Happier those who all this shun!


As late as the eighteenth century, in Central Europe, there were secret cults that drew their basic tenets from ancient priapic rites. Some of these orders practiced nudism but rejected marriage. Some encouraged promiscuities in their ritualistic assemblies. The Ebionites, for instance, were of this type. Also the Basilidians, a Gnostic sect that followed the principles of the founder Basilides, a Gnostic who flourished in Alexandria in the second century A.D.; also the Nicolaitans, an early Christian sect.

In Italy, in the eleventh century and the twelfth, there was a similar sect known as the Patarini. They made obscene obeisance to a black cat, evidently a variant Satanic form, then abandoned themselves to scenes of frantic lubricity.

So too in many regions of France that still recalled ancient pagan Gaul similar orgiastic performances occurred under cover of darkness.

Even the Knights Templars, the military-religious members of the Order that was founded early in the twelfth century and was suppressed at the beginning of the fourteenth century, were reputed to have aligned themselves with foul obscenities that involved anal osculation, as in the case of the witch members of the Satanic Sabbat, and desecration of Christian ritual accompanied by erotic perversions.

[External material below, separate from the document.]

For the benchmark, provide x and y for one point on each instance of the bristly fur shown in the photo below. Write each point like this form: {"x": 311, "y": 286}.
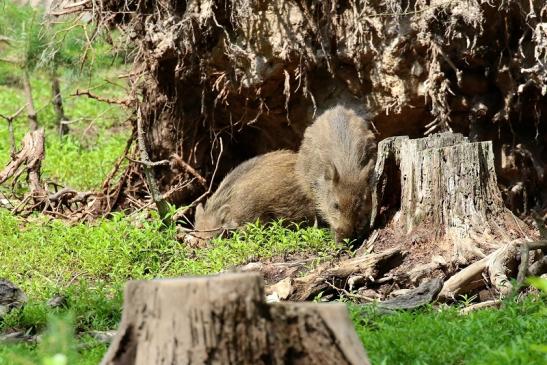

Sympathetic magic and the use of wax images were common means of securing amatory ardor compulsively. The ancients were intimately familiar with the procedures. And the grimoires current in medieval times were similarly repositories of dark and occult amatory techniques, and likewise recommended a variety of rituals. Involved in the ceremonials were of course darkness, the burning of incense, the construction of special pentagrams and magic circles, the shaping of the figurine, and the Latin invocation which gave final assurance to the erotic effects.


Amatory intimacies, especially but not exclusively in the Middle Ages, were believed possible between human beings and disembodied creatures, incubi and succubi, sylphs and undines or water spirits, salamanders, various types of Satanic emissaries and subordinates in the infernal hierarchy, such as Isheth Zemunin, who presided over prostitution.